EXPIRATION DATE A date on an egg carton beyond which the eggs should not be sold. see Carton Dates
The "sell by" or "best if used by" or "exp (date)" are all expressions used by the industry in various states, and are used by the retailer to assure you of freshness. The egg will continue to be fresh for at least another 2-3 weeks if it has been refrigerated from the time packed until used at 45 degrees F. or lower. As the egg ages, it does lose some of its qualities, so if you were baking a cake or whipping meringue, your cake might not rise as high as expected, and you might not get the volume of meringue you would expect, so for baking purposes it is better to use a fresher egg.

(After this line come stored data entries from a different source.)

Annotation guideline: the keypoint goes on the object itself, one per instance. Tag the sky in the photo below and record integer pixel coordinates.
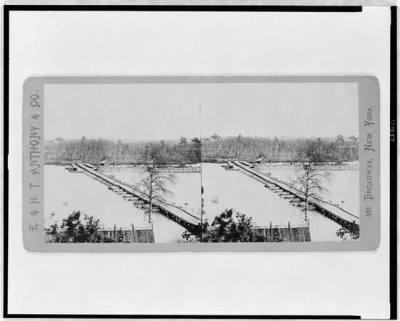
(170, 111)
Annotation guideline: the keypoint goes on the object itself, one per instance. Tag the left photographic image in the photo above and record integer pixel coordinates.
(122, 163)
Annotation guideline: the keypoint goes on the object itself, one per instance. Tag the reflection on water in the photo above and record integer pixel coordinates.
(66, 192)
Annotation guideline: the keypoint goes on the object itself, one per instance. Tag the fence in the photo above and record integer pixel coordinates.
(283, 233)
(121, 235)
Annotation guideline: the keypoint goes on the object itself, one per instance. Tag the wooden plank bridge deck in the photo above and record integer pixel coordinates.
(336, 213)
(179, 215)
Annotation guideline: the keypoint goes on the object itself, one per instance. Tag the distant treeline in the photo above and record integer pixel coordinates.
(213, 148)
(281, 150)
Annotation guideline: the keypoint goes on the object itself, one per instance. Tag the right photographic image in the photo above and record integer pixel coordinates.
(280, 162)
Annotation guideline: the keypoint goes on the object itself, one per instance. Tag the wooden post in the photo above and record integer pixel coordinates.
(133, 233)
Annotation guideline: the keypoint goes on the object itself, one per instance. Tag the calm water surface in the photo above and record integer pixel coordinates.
(66, 192)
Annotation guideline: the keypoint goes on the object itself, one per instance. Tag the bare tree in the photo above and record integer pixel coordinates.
(155, 186)
(310, 181)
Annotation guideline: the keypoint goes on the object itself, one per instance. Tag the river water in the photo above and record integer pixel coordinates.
(223, 189)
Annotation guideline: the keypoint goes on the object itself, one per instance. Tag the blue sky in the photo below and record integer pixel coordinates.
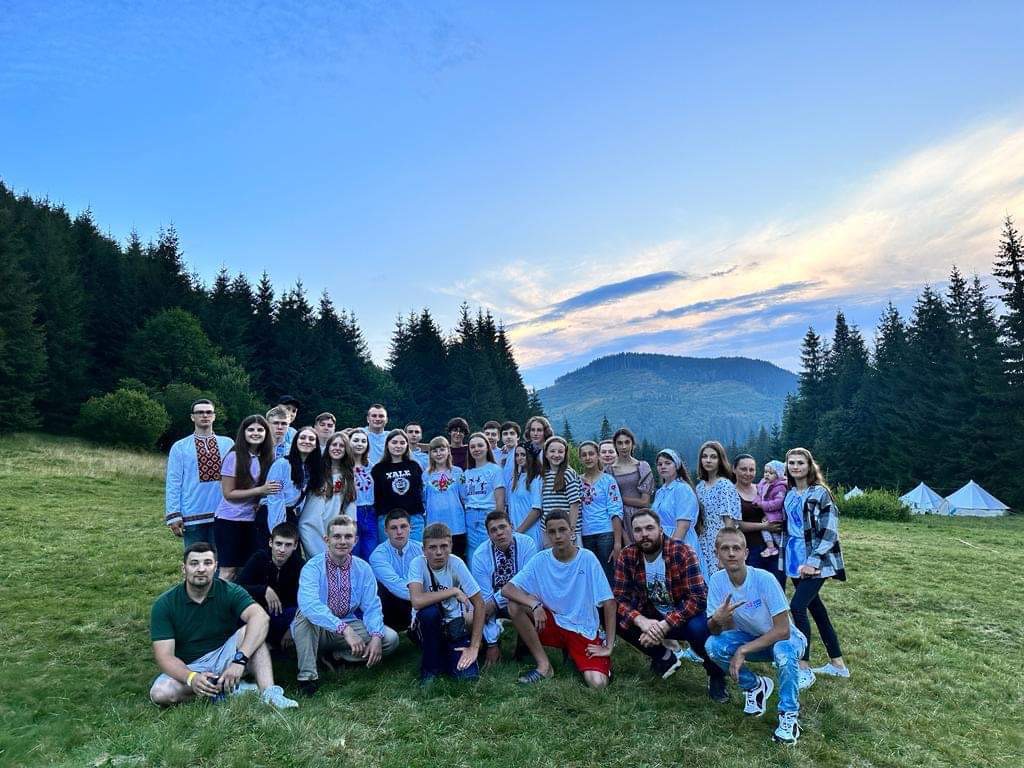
(655, 177)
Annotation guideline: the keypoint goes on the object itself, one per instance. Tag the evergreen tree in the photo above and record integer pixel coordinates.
(23, 354)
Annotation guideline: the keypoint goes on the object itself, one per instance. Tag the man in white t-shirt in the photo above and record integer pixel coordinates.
(554, 601)
(448, 609)
(749, 620)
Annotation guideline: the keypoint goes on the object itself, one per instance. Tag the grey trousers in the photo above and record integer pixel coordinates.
(310, 640)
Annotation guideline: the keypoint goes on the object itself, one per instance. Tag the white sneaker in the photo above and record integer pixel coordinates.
(274, 695)
(787, 731)
(757, 697)
(830, 670)
(805, 679)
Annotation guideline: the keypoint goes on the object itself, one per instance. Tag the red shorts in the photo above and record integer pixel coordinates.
(576, 644)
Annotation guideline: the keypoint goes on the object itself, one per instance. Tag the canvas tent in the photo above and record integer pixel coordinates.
(974, 501)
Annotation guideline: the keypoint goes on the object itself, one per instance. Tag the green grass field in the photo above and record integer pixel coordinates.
(927, 622)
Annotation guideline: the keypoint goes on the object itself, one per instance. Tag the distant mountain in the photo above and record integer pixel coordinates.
(671, 401)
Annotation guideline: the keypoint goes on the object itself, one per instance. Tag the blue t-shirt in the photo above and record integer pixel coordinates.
(761, 596)
(480, 485)
(796, 546)
(678, 502)
(571, 591)
(599, 503)
(443, 495)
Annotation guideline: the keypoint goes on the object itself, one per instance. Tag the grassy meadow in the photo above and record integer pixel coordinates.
(927, 622)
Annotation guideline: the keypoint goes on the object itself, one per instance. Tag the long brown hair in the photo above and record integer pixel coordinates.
(724, 468)
(265, 453)
(559, 484)
(814, 474)
(531, 469)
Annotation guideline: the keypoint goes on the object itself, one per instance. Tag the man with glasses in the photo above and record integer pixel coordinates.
(193, 485)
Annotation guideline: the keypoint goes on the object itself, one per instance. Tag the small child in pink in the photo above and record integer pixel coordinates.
(771, 494)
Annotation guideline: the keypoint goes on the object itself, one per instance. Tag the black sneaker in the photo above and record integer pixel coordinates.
(716, 689)
(666, 666)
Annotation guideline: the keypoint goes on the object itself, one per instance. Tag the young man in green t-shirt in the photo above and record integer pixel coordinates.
(198, 645)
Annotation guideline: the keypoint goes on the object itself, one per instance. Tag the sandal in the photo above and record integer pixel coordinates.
(534, 676)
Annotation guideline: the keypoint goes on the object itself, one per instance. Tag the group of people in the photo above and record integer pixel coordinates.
(334, 542)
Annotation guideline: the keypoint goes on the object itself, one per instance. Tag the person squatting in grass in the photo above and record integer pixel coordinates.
(271, 577)
(444, 598)
(193, 482)
(340, 613)
(662, 595)
(244, 484)
(197, 642)
(390, 562)
(749, 621)
(494, 564)
(555, 600)
(812, 554)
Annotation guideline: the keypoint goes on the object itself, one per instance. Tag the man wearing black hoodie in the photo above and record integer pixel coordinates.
(271, 577)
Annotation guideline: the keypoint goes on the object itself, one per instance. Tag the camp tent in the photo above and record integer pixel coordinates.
(974, 501)
(923, 500)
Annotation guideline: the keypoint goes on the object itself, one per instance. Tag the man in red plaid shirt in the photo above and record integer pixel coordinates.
(662, 596)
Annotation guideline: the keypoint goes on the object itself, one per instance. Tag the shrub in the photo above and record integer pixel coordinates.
(873, 505)
(124, 417)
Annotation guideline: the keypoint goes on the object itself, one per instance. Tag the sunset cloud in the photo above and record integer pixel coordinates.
(903, 226)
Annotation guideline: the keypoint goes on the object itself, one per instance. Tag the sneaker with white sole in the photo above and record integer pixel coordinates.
(805, 679)
(787, 731)
(757, 697)
(830, 670)
(274, 695)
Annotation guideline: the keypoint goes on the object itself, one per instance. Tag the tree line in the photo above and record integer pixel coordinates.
(939, 398)
(91, 330)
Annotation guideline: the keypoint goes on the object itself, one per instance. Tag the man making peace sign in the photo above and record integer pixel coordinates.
(749, 620)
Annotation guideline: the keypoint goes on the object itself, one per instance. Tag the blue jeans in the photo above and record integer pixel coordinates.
(476, 532)
(785, 653)
(439, 654)
(201, 532)
(416, 523)
(366, 529)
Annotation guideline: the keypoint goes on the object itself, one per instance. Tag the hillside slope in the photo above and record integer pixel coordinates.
(670, 400)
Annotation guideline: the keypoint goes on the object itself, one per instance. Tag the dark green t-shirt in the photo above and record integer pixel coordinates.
(198, 628)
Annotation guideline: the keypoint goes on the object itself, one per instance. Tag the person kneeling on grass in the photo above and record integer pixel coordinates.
(444, 597)
(505, 554)
(271, 577)
(663, 596)
(339, 608)
(198, 643)
(553, 601)
(749, 619)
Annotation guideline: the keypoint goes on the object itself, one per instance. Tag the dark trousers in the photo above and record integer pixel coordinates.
(694, 631)
(806, 599)
(439, 654)
(280, 624)
(601, 545)
(770, 564)
(397, 612)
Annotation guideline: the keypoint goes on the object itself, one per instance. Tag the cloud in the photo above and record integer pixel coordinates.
(903, 226)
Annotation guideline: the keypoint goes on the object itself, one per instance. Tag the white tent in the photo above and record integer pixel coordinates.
(923, 500)
(974, 501)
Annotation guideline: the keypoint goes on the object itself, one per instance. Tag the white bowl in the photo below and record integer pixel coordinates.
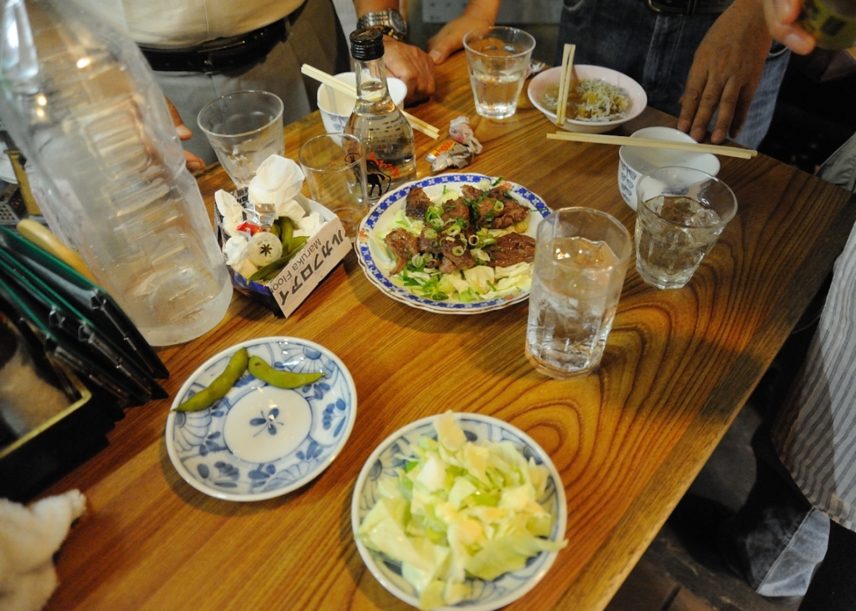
(638, 98)
(634, 161)
(389, 456)
(336, 107)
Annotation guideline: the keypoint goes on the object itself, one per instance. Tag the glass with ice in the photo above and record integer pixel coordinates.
(498, 62)
(244, 128)
(680, 214)
(581, 257)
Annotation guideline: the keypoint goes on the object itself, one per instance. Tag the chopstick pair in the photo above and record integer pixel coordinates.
(695, 147)
(566, 82)
(334, 83)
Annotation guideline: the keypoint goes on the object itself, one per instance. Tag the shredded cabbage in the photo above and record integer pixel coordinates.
(591, 100)
(459, 510)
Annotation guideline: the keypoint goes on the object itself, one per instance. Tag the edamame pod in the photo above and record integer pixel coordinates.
(279, 378)
(218, 387)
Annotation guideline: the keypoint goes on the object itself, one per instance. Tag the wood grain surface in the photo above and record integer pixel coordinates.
(627, 440)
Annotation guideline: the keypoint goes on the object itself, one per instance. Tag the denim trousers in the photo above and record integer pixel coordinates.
(657, 51)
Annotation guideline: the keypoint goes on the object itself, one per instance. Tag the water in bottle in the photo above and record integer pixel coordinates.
(79, 99)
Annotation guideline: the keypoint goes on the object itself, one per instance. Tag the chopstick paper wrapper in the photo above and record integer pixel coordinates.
(695, 147)
(334, 83)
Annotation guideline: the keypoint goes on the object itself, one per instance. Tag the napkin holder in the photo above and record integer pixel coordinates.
(321, 253)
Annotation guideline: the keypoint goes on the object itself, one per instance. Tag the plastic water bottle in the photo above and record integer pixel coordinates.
(81, 102)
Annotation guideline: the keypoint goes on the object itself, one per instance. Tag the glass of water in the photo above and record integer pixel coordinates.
(680, 214)
(581, 257)
(244, 128)
(498, 62)
(335, 169)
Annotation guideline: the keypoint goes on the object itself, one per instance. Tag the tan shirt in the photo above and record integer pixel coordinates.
(184, 23)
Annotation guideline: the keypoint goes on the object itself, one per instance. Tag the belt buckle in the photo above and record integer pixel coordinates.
(673, 7)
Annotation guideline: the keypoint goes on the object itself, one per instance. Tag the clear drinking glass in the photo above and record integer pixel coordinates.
(244, 128)
(581, 258)
(680, 214)
(335, 170)
(498, 62)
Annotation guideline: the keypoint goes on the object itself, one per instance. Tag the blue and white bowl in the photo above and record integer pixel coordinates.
(260, 441)
(391, 455)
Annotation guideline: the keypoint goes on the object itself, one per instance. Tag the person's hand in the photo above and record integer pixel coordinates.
(193, 163)
(451, 37)
(781, 16)
(726, 70)
(412, 65)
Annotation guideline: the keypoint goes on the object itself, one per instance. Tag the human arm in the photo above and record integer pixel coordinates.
(477, 14)
(726, 70)
(194, 163)
(781, 16)
(407, 62)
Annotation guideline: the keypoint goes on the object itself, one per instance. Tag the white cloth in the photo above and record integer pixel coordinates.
(815, 434)
(185, 23)
(29, 537)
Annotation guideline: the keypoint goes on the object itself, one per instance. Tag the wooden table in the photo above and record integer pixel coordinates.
(628, 440)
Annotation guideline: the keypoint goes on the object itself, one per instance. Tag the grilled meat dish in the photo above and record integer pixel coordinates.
(510, 249)
(417, 203)
(403, 245)
(456, 255)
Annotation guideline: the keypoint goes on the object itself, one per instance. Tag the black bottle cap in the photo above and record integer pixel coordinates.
(366, 44)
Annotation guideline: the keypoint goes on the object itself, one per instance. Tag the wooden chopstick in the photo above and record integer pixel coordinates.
(345, 88)
(566, 82)
(696, 147)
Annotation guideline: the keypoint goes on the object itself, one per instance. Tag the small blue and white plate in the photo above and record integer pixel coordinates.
(260, 441)
(377, 264)
(392, 454)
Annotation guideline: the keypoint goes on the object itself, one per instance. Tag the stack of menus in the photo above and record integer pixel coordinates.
(75, 325)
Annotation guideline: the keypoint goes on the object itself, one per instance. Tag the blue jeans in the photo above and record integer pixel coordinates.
(657, 51)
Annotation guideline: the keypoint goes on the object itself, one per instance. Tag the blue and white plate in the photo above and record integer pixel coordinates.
(377, 264)
(261, 441)
(392, 453)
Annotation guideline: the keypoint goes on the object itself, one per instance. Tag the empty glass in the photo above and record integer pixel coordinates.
(335, 169)
(581, 257)
(680, 213)
(498, 62)
(244, 129)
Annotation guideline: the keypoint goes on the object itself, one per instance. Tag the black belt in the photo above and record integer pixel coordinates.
(688, 7)
(222, 54)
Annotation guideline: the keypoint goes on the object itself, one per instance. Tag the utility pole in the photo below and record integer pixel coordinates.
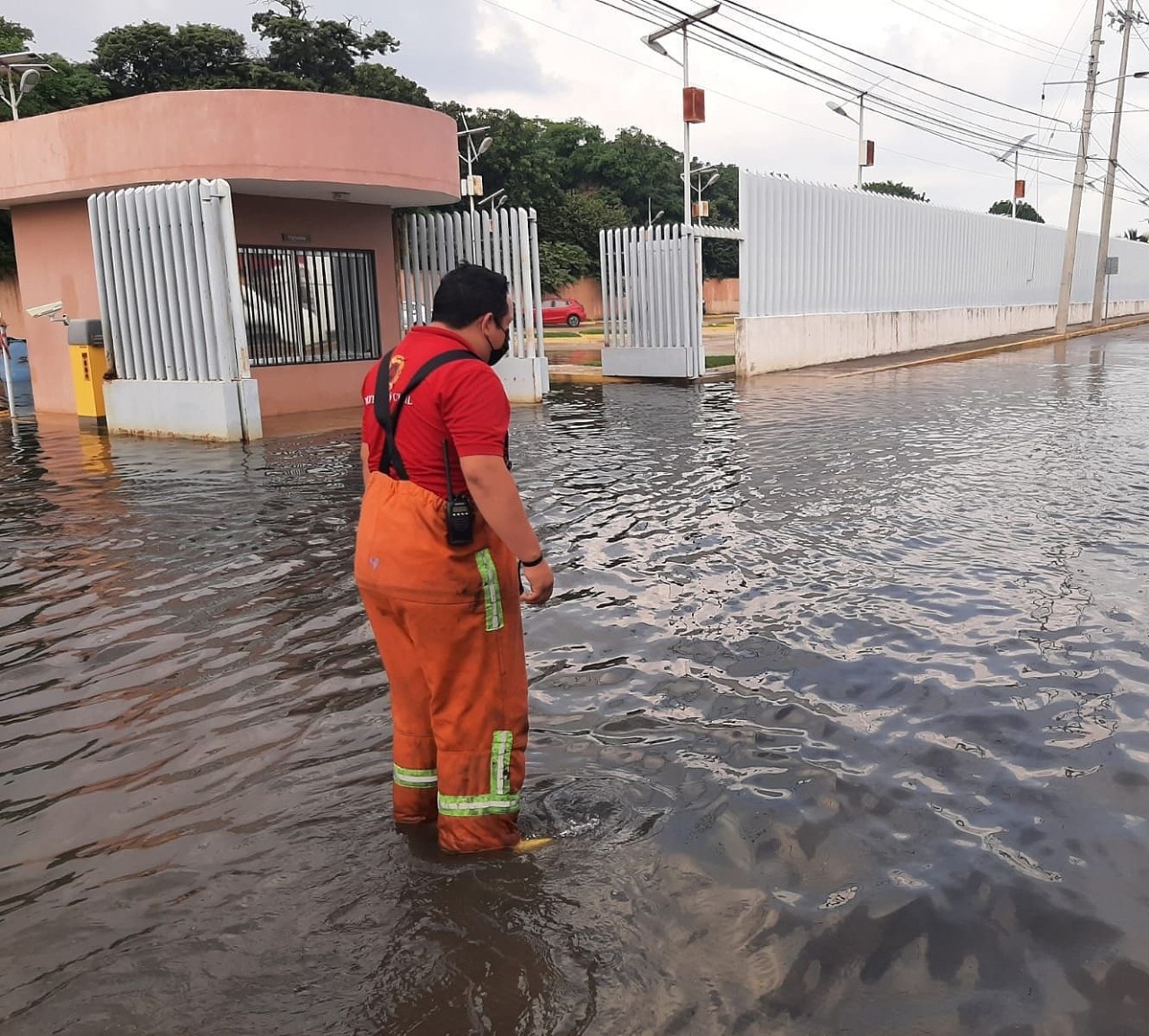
(692, 99)
(1100, 283)
(470, 186)
(1071, 231)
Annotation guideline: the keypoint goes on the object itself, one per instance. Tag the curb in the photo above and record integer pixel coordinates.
(1004, 347)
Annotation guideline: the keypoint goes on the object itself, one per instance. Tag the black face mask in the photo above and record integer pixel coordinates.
(497, 354)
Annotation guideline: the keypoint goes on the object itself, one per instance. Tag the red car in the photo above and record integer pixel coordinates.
(563, 312)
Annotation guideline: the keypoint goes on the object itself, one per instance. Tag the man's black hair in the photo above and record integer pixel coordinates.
(468, 293)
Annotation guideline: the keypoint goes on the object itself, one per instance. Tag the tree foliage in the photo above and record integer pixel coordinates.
(152, 57)
(894, 189)
(578, 180)
(1024, 210)
(317, 54)
(561, 264)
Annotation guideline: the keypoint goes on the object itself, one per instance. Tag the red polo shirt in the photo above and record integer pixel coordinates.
(462, 402)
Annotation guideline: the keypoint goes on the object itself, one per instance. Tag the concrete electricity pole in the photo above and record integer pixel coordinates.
(689, 101)
(1127, 19)
(1071, 231)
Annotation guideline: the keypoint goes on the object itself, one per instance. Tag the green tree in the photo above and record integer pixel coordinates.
(1024, 210)
(14, 37)
(578, 221)
(385, 84)
(636, 168)
(152, 57)
(561, 264)
(316, 54)
(895, 189)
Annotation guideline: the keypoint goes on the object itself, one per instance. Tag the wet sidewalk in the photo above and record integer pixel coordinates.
(583, 362)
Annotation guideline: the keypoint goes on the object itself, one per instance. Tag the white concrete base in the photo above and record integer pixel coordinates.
(525, 381)
(664, 362)
(226, 411)
(780, 344)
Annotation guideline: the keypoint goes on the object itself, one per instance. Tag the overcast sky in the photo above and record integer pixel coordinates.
(579, 57)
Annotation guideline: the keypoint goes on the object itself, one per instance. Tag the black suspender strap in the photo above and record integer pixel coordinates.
(389, 419)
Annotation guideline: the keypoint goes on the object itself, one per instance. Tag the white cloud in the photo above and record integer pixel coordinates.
(550, 57)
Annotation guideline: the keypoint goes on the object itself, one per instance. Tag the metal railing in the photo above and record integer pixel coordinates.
(309, 304)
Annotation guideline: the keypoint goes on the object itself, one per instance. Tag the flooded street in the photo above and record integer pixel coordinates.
(841, 710)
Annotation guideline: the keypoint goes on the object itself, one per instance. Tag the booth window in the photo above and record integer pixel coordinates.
(308, 304)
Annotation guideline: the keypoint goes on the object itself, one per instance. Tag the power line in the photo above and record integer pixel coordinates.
(915, 90)
(975, 17)
(727, 97)
(969, 35)
(631, 13)
(881, 61)
(944, 127)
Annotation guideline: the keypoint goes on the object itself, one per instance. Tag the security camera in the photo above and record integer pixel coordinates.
(48, 311)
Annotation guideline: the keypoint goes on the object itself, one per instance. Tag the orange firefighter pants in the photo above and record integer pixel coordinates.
(450, 631)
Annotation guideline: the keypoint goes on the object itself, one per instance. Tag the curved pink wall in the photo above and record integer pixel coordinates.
(280, 143)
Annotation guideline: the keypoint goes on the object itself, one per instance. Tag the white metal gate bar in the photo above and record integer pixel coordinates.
(432, 245)
(168, 282)
(652, 287)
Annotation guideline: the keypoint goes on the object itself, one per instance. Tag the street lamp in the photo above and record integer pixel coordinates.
(700, 188)
(28, 66)
(474, 152)
(692, 100)
(1014, 152)
(865, 154)
(491, 198)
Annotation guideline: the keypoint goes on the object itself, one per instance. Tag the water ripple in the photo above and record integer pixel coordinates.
(839, 716)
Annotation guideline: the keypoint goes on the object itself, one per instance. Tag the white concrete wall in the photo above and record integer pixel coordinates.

Older eggs are great to use when hard-cooking (boiled) as they will peel easier. They will keep for about a week in the shell, 2-3 weeks if peeled and placed in a freezer bag.
When frying an older egg, it will spread out further in the pan, as the white (albumen) gets thinner. When fresh, the yolk will stand high and the white will stay close to the yolk in your pan. Nothing wrong with cooking the older egg, it just doesn't look as nice.
The term "rotten egg" seldom occurs today, thanks to refrigeration. The interior of the egg will probably evaporate before it becomes "rotten". We have seen eggs several months old still very usable, but could not recommend you that you do this!